I am a beginner in C++ and I am having a hard time understanding why we use [ ] dealing with pointers that point to arrays.
As far as I know new int[5] returns a pointer that points to an array of size 5.
So if we were to store this pointer in a variable we would do: int *arr = new int[5].
What I am not understanding is: if I want to access index 0 of that array, I would do arr[0].
Why is this syntax correct? Because in my mind arr is a pointer, so I would have to dereference the pointer in order to access the array.
Why don't we have to dereference the pointer?
In my mind I would do something like (*arr)[0], but that is incorrect.
The array subscript operator [] dereferences a pointer implicitly.
This is spelled out in section 8.2.1p1 of the C++17 standard:
The expression E1[E2] is identical (by definition) to *((E1)+(E2))
And section 6.5.2.1p2 of the C11 standard:
The definition of the subscript operator [] is that E1[E2] is identical to (*((E1)+(E2)))
So given your example, arr[0] is exactly the same as *(arr + 0). The value between the brackets is added to the pointer value to point to the desired array element and the resulting pointer is dereferenced to get the object.
Also, it's not quite correct to say your example points to an array, but rather it points to the first element of an array. A pointer to an array would look like this:
int arr[5];
int (*p)[5] = &arr;
One other thing that may be confusing is the fact that an array, in most contexts, decays to a pointer to its first element. This means you can do this:
int arr[5];
int *p = arr;
arr[1] = 5; // sets element 1 of arr
p[1] = 7; // also sets element 1 of arr
Related
I was wondering how *(&array + 1) actually works. I saw this as an easy way to calculate the array length and want to understand it properly before using it. I'm not very experienced with pointer arithmetic, but with my understanding &array gives the address of the first element of the array. (&array + 1) would go to end of the array in terms of address. But shouldn't *(&array + 1) give the value, which is at this address. Instead it prints out the address. I would really appreciate your help to get the pointer stuff clear in my head.

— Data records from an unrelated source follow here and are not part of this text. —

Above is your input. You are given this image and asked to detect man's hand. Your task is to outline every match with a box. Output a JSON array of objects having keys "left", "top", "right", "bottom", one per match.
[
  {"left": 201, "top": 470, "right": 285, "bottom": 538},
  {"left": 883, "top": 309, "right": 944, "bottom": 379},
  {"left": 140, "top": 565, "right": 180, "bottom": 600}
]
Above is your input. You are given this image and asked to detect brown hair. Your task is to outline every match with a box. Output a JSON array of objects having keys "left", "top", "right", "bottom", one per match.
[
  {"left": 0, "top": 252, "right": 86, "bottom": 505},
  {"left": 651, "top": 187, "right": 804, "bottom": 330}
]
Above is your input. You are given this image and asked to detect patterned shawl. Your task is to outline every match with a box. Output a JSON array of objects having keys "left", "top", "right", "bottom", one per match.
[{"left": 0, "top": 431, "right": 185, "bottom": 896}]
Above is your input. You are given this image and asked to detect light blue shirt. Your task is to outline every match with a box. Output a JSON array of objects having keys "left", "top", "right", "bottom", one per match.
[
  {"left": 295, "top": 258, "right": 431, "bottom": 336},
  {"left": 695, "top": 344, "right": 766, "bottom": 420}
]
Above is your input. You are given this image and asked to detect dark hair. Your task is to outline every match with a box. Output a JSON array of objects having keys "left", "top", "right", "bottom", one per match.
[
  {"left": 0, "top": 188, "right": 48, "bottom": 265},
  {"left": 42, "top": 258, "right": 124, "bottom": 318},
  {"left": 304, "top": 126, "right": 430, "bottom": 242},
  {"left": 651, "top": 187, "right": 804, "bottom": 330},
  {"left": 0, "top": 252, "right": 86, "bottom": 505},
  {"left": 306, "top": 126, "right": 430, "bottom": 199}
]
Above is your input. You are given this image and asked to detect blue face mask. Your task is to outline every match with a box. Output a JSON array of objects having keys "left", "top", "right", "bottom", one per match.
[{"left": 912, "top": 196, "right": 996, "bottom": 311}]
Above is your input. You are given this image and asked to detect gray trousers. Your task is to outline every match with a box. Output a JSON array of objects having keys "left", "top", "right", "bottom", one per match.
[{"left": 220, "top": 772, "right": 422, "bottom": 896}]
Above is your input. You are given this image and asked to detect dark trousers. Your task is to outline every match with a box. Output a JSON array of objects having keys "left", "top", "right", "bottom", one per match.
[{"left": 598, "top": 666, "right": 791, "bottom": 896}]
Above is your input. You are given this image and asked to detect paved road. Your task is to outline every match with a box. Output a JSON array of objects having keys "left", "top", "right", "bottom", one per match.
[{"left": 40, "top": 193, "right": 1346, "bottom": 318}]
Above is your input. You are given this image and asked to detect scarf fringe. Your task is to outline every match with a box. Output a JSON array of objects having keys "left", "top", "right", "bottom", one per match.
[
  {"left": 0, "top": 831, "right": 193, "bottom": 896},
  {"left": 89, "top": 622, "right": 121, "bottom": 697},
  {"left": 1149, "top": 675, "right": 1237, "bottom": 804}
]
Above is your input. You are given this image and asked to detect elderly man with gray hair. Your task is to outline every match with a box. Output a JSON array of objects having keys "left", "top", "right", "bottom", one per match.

Here is the simple example I'm working on:
int numbers[] = {5,8,9,3,4,6,1};
int length = *(&numbers + 1) - numbers;
(This answer is for C++.)
&numbers is a pointer to the array itself. It has type int (*)[7].
&numbers + 1 is a pointer to the byte right after the array, where another array of 7 ints would be located. It still has type int (*)[7].
*(&numbers + 1) dereferences this pointer, yielding an lvalue of type int[7] referring to the byte right after the array.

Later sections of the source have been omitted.